Sunday Scribblings: Stranger

Strangers
Had I known it was an interview, I wouldn’t have spent the last half-hour of my shift gnawing on my fingernails, peeling strips of bloody flesh to the cuticles.
Not that it lost me the job.
We struck up a conversation in the check-out line at the grocery.
She’s wearing a gray flannel business suit, only a skirt instead of pants, black heels, white Oxford shirt and a tie. She’s got it undone, one button on the shirt undone, the tie unknotted.
She commented on the gruyere in my basket, said it was one of her favorites. Her basket was filled with high-end frozen meals, scrawled with the word “lite” on the cartons.
“See you,” she said as she collected up her plastic sacks.
My truck was parked next to her Lexus.
“Seems I just can’t get away from you,” she says as the window slid down, automatic.
“Is that what it seems?”
“Oh, I think so. I know this is forward, but would you like to have a drink sometime?”
“Sure, yeah.”
“I’m busy tonight, but let’s say 5:30 Tuesday?

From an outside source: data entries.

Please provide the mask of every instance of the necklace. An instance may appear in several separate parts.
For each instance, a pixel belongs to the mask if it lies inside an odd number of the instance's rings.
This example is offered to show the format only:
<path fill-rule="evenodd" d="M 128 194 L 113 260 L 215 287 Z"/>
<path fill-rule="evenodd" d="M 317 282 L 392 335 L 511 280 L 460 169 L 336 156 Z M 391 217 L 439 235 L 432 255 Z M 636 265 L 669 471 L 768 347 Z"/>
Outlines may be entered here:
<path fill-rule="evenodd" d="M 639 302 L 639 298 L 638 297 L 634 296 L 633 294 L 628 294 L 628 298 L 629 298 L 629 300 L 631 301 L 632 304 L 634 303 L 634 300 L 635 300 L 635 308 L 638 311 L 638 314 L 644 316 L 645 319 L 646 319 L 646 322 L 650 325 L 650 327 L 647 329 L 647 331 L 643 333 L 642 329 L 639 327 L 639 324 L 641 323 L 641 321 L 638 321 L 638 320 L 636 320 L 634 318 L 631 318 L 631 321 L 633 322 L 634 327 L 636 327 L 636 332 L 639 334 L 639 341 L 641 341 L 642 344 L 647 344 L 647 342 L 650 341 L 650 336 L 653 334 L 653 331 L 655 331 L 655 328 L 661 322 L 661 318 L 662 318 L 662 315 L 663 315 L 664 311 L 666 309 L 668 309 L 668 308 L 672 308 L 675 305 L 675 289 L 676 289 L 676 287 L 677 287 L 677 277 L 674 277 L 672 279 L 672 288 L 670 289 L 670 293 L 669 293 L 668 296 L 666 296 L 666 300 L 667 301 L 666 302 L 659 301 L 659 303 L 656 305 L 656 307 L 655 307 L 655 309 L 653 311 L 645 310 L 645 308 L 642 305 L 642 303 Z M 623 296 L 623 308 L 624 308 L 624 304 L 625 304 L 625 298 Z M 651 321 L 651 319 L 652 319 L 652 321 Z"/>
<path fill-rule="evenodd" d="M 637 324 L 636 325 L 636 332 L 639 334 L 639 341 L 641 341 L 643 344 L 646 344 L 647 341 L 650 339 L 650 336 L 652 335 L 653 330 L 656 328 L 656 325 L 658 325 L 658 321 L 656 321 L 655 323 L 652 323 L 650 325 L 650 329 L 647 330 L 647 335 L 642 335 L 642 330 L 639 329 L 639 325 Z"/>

LaRocca’s?”
“Works for me,” I say, unlocking my door.
LaRocca’s is a cavern, low light, cocoa-colored leather booths, walls washed in peach.
I’ve got on a clean pair of jeans, black T-shirt, my good leather jacket. Even took a wet paper towel and ran it over my Red Wings.
She’s nowhere to be found.
I take a table near the bar, and the waiter asks – twice – if I want something to drink.
“I think I’m going to wait until my date shows up, thanks.”
I am a fish out of water here. I half think about skipping out.
When she walks in, waves. She’s dressed in embroidered jeans, red sweater, black boots with ginormous heels. Huge gold hoop earrings.
“You made it,” she says, offers me her hand to shake. Puts her other hand on top.
She orders a glass of Merlot, I get a tap beer, import. It comes in a glass with a fancy stem. She makes small talk, tells me about her day, her business. She’s an executive, a full partner in a firm downtown.
“Full disclosure, I’m seeing someone. He’s a bit older, and he lives in Arizona,” she says, swirling her second glass of Merlot. “Not sure where it will lead, but he’s there and I’m here. And because of my business, I get invited to a lot of parties. It’s getting to be the holiday season…”
And I realize that I’m being interviewed. For the role of arm candy. She’s down to interviewing total strangers culled from the grocery.
I’m start to sweat. Make small talk of my own. Try and salvage the evening, discuss my positives, my upshot. Even as my brain screams at my heart to shut the fuck up.
Her eyes wander the bar, looking for future candidates. Says “uh-huh,,” a lot. Smiles whenever her attention come back.
I do not do well in interviews.
She finishes her wine, stands, puts on her coat. I’ve got half a beer left.
“Really, this has been nice, but I’ve got to get going. Thanks so much for meeting me.”
A dry handshake, two pumps, and she’s out the door as the waiter drops off the check.
I unlock the truck, take a deep breath, fill my lungs with the cool night air. Fold the receipt into continually tinier squares, drop the thing into the ashtray.
It cost me $42.80, with tip, to find out that she and I were incompatible. Complete strangers.
Worth every penny.

Comments

Anonymous said…
Ooh, hot off the press Thom G with a vehicle to the Dallas TX days. I saw a lot of potential sugar daddies there and used to think it’d be nice to sidestep the hard work and get the luxuries highbred and spoon fed. But something about a no-nonsense New England upbringing puts a kaibosh on that empty folly. And that’s worth every penny I hadta scrape for ;-)
Mary said…
Well written. I love the ending!
Tumblewords: said…
Woohoo! Been on both sides of that one! Good writing.
Anonymous said…
Oh, yes! been on both sides of that one! :) I like it!
Andy Sewina said…
Yeah, makes a neat little story, a contemporary take on strangers passing in the night, perhaps.
lilly said…
I loved it! I love the ending.
quin browne said…
goodness. imagine if....well, just imagine.
Anonymous said…
Thom. I have a marathon bar guide for you. But need your e-mail to get it to ya!
"Sunshine" said…
Loved the ending.
Blondie said…
Do people really agree to meet based on an encounter in a grocery store? Huh. I must be shopping in the wrong grocery store. Wonderful story, I liked it very much! A delightful read!